Malgré une vive opposition citoyenne, scientifique et apicole, l’Assemblée nationale a adopté hier la controversée loi Duplomb, qui autorise le retour encadré de certains néonicotinoïdes en agriculture. Le texte, soutenu par la FNSEA et les lobbys agrochimiques, a été adopté par 316 voix contre 223, avec 25 abstentions, grâce à une alliance entre l’extrême droite, la droite traditionnelle et les partis de la majorité présidentielle.

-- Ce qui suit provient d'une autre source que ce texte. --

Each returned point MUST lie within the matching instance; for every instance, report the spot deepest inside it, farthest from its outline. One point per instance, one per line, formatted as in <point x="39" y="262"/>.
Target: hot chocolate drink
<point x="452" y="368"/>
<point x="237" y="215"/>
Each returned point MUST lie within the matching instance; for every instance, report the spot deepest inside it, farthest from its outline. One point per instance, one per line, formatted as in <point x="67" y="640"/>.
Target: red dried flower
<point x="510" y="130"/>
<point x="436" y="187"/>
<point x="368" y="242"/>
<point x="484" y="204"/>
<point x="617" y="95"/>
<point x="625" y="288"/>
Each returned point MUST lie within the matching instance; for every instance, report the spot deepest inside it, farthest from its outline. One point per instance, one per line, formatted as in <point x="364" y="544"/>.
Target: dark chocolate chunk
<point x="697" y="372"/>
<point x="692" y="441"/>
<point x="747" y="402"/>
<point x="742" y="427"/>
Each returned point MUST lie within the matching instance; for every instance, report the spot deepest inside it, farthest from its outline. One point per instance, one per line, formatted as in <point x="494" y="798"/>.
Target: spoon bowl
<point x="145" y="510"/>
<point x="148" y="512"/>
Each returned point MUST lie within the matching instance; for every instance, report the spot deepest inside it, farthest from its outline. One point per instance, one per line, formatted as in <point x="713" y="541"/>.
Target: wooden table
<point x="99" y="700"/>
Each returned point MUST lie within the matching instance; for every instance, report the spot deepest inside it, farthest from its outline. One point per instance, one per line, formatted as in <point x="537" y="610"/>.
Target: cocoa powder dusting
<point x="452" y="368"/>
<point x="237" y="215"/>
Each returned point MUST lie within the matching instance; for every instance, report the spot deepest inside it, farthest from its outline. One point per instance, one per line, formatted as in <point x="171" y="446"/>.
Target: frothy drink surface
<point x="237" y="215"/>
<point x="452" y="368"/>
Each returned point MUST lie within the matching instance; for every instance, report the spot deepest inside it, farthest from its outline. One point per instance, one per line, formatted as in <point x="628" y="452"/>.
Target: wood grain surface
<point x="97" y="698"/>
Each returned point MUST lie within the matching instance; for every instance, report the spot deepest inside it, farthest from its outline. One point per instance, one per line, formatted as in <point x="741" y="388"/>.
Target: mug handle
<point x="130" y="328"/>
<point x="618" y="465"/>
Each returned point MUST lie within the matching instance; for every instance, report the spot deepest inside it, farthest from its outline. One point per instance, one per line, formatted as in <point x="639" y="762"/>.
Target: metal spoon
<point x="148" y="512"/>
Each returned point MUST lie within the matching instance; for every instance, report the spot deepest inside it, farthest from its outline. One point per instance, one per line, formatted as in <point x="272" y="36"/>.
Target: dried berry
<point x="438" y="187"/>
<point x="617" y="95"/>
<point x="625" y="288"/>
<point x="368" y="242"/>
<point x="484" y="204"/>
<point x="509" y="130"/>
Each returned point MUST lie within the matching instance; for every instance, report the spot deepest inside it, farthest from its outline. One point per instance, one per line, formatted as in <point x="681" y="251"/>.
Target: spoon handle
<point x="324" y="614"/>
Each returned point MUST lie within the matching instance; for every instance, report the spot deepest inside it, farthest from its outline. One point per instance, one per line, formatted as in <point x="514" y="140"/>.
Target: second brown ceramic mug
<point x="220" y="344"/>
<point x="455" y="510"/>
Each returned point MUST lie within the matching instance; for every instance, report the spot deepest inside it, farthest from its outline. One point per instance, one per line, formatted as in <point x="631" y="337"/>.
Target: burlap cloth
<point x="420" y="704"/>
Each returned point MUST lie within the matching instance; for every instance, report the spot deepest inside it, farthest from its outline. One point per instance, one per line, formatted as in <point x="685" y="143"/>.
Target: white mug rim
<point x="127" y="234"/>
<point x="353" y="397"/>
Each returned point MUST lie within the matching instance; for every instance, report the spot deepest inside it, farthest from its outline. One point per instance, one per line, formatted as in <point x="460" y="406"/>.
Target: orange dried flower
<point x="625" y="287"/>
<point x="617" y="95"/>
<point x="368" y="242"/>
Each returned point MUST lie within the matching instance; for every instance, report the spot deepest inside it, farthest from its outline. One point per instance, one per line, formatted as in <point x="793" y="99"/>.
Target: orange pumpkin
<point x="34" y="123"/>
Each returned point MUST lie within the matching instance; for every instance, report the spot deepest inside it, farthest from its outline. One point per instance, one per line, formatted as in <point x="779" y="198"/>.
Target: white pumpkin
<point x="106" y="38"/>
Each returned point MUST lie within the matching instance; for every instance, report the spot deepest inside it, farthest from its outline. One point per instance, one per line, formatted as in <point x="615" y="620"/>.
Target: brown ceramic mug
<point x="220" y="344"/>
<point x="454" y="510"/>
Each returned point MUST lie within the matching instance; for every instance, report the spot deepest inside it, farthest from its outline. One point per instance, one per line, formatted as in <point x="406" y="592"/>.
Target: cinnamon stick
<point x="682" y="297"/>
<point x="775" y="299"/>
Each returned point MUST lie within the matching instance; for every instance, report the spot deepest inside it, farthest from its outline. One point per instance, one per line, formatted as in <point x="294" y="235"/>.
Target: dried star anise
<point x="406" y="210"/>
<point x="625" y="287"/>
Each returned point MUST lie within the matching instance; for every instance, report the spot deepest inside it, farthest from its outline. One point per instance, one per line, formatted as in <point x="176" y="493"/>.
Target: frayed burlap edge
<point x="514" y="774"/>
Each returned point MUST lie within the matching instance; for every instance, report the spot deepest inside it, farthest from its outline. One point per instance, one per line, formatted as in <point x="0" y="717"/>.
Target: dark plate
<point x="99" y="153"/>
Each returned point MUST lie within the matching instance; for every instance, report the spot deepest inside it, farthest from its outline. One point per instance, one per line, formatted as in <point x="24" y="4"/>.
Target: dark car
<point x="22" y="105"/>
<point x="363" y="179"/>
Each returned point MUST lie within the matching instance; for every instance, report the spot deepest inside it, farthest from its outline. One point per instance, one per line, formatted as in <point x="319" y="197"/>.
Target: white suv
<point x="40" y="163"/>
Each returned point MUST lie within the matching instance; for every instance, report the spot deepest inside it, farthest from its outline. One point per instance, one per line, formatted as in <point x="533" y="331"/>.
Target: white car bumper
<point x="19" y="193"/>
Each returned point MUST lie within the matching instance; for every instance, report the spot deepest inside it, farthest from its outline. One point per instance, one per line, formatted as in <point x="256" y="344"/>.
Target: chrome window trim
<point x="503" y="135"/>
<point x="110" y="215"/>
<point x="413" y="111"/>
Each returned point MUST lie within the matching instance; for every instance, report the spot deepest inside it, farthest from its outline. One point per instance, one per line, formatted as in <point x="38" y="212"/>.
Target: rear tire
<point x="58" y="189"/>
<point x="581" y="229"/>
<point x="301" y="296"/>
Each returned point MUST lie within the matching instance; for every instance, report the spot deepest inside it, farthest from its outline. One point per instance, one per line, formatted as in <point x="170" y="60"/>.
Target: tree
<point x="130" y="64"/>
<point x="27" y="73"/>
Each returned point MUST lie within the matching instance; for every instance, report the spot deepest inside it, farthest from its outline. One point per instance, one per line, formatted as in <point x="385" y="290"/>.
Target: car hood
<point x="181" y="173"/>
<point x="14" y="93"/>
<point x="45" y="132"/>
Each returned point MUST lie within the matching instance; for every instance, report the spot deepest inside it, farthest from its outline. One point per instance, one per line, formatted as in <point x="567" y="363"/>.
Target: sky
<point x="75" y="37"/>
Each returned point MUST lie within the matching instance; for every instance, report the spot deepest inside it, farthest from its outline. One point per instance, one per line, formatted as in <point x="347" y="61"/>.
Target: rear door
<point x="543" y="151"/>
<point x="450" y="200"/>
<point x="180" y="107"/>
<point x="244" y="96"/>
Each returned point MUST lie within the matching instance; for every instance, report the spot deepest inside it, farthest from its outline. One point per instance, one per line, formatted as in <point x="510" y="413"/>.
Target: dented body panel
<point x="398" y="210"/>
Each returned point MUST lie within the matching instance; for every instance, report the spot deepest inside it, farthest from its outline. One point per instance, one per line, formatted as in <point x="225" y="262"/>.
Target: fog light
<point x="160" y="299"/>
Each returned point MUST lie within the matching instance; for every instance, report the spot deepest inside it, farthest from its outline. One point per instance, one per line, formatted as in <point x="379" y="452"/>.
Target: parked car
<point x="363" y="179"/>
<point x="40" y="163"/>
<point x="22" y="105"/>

Un vote qui fait bondir les apiculteurs
Dans un communiqué incendiaire publié le 8 juillet, l’Union nationale de l’apiculture française (UNAF) a exprimé sa plus vive indignation. Son président, Christian Pons, ne mâche pas ses mots :
« Ce vote est une insulte faite aux apiculteurs, à la science et à l’immense majorité des citoyens. Nous assistons à un abandon délibéré de notre environnement, au profit d’un modèle agricole dépassé, destructeur du vivant. »
La colère est également palpable dans les rangs des militants environnementaux. À l’issue du vote, Fleur Breteau, porte-parole du collectif Cancer Colère, a interpellé les députés d’un cri glaçant : « Vous avez voté pour le cancer ! »

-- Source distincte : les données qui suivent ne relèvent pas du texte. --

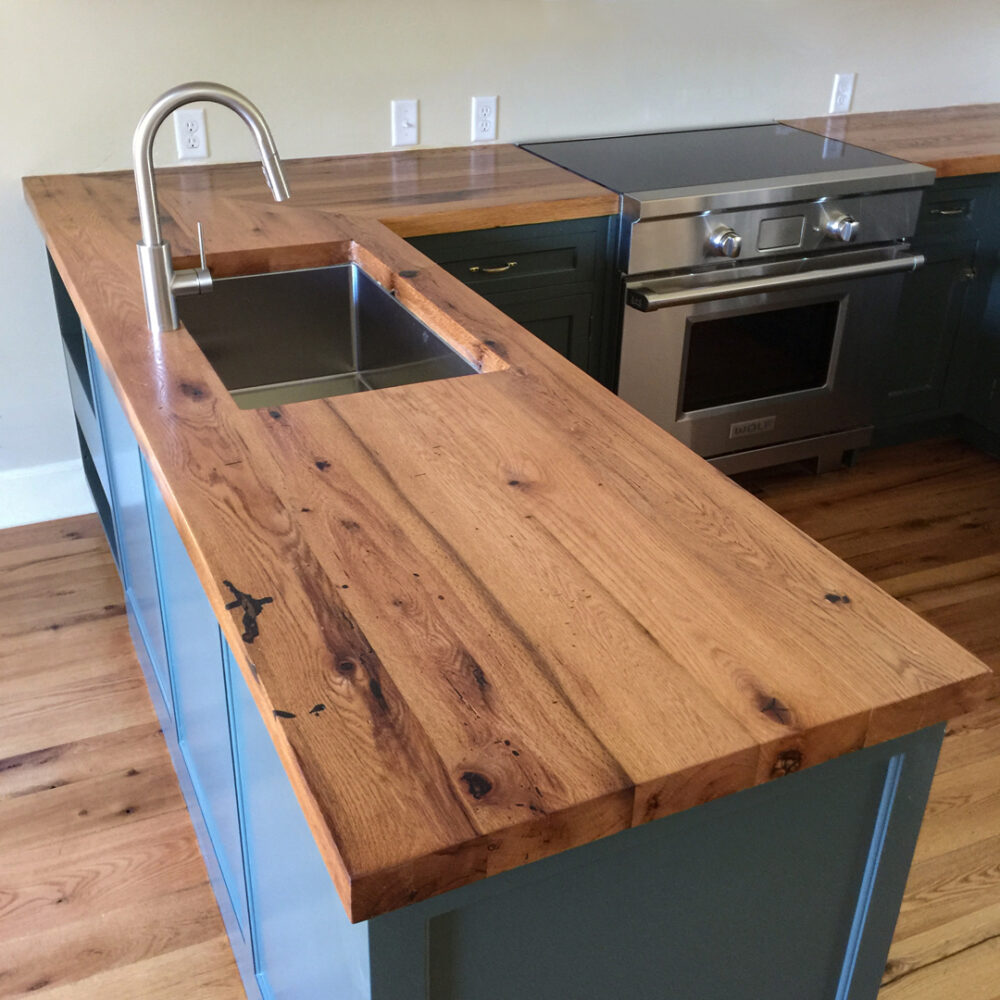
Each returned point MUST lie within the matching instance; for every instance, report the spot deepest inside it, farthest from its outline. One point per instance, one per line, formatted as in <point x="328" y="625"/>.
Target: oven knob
<point x="842" y="227"/>
<point x="725" y="242"/>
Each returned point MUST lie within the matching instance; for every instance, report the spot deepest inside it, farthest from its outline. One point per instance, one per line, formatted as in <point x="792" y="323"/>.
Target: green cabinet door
<point x="562" y="321"/>
<point x="932" y="311"/>
<point x="929" y="371"/>
<point x="557" y="279"/>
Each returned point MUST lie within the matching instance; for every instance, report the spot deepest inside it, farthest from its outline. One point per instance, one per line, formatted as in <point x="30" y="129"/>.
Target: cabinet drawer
<point x="950" y="209"/>
<point x="520" y="256"/>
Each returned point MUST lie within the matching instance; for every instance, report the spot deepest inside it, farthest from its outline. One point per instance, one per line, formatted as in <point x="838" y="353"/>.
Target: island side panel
<point x="787" y="889"/>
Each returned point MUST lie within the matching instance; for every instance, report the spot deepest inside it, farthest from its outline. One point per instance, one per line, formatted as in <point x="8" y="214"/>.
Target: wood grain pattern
<point x="951" y="911"/>
<point x="924" y="521"/>
<point x="534" y="617"/>
<point x="955" y="141"/>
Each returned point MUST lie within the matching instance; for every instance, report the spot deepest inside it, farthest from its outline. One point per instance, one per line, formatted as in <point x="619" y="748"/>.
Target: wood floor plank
<point x="42" y="886"/>
<point x="102" y="890"/>
<point x="66" y="763"/>
<point x="971" y="738"/>
<point x="51" y="533"/>
<point x="923" y="521"/>
<point x="138" y="917"/>
<point x="205" y="970"/>
<point x="68" y="953"/>
<point x="969" y="975"/>
<point x="108" y="801"/>
<point x="950" y="886"/>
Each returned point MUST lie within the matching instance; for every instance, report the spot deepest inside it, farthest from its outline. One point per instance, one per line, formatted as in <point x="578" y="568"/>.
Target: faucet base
<point x="156" y="271"/>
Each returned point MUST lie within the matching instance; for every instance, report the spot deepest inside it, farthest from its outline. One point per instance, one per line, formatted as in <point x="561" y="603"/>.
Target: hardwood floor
<point x="923" y="521"/>
<point x="103" y="893"/>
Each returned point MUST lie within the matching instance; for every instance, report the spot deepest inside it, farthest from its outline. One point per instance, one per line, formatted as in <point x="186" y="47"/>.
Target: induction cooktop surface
<point x="658" y="161"/>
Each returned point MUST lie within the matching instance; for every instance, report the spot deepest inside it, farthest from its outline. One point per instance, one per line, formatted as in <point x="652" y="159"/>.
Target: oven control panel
<point x="748" y="234"/>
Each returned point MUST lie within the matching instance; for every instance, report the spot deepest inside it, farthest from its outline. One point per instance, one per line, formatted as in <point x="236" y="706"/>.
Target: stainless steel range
<point x="762" y="267"/>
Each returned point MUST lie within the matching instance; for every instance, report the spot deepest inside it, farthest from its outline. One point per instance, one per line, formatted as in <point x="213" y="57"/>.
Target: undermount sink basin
<point x="327" y="331"/>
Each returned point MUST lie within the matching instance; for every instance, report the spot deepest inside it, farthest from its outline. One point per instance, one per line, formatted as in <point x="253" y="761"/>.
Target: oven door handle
<point x="640" y="296"/>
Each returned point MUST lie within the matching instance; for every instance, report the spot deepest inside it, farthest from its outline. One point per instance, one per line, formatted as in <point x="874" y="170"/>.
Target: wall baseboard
<point x="43" y="493"/>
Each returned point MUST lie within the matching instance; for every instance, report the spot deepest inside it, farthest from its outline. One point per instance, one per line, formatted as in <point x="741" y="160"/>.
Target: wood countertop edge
<point x="526" y="368"/>
<point x="956" y="141"/>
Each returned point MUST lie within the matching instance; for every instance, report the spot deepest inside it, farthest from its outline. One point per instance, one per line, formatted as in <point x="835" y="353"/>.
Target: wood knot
<point x="786" y="762"/>
<point x="478" y="784"/>
<point x="775" y="710"/>
<point x="192" y="390"/>
<point x="252" y="607"/>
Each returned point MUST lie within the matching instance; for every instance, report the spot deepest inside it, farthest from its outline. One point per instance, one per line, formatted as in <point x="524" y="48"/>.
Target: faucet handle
<point x="193" y="280"/>
<point x="201" y="248"/>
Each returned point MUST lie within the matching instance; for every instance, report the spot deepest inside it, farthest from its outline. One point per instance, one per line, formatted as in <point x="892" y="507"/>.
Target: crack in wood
<point x="252" y="607"/>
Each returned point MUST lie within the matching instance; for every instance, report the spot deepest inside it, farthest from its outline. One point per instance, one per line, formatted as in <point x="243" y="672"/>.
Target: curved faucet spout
<point x="159" y="282"/>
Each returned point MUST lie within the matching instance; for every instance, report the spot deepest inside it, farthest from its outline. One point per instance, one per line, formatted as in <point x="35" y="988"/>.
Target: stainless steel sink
<point x="327" y="331"/>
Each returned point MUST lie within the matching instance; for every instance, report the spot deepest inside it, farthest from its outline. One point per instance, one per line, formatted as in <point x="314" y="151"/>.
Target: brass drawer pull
<point x="494" y="270"/>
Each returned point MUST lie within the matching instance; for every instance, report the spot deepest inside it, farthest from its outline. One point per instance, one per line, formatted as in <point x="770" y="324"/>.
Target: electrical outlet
<point x="191" y="133"/>
<point x="405" y="119"/>
<point x="484" y="119"/>
<point x="843" y="93"/>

Le retour de l’acétamipride et des néonicotinoïdes
Au cœur de la polémique : la réintroduction, sous forme de dérogations élargies, de substances néonicotinoïdes pourtant reconnues pour leur dangerosité pour les pollinisateurs, en particulier l’acétamipride. Loin de ne concerner qu’une culture, cette autorisation pourrait s’étendre à une vaste gamme de productions : betteraves, navets, pommes… soit plus de 500 000 hectares potentiellement traités.
Pire encore selon l’UNAF, le mécanisme mis en place ouvre la porte à un renouvellement quasi automatique de ces dérogations, entre les mains du seul ministère de l’Agriculture.
Des effets ravageurs pour les abeilles et l’environnement
Christian Pons, également apiculteur dans l’Hérault, tire la sonnette d’alarme :
« Les apiculteurs ne sont pas dupes. Ces substances systémiques contaminent bien au-delà des cultures traitées : nectar, pollen, fleurs sauvages, arbres… même les eaux de guttation sont toxiques. C’est une bombe à retardement. »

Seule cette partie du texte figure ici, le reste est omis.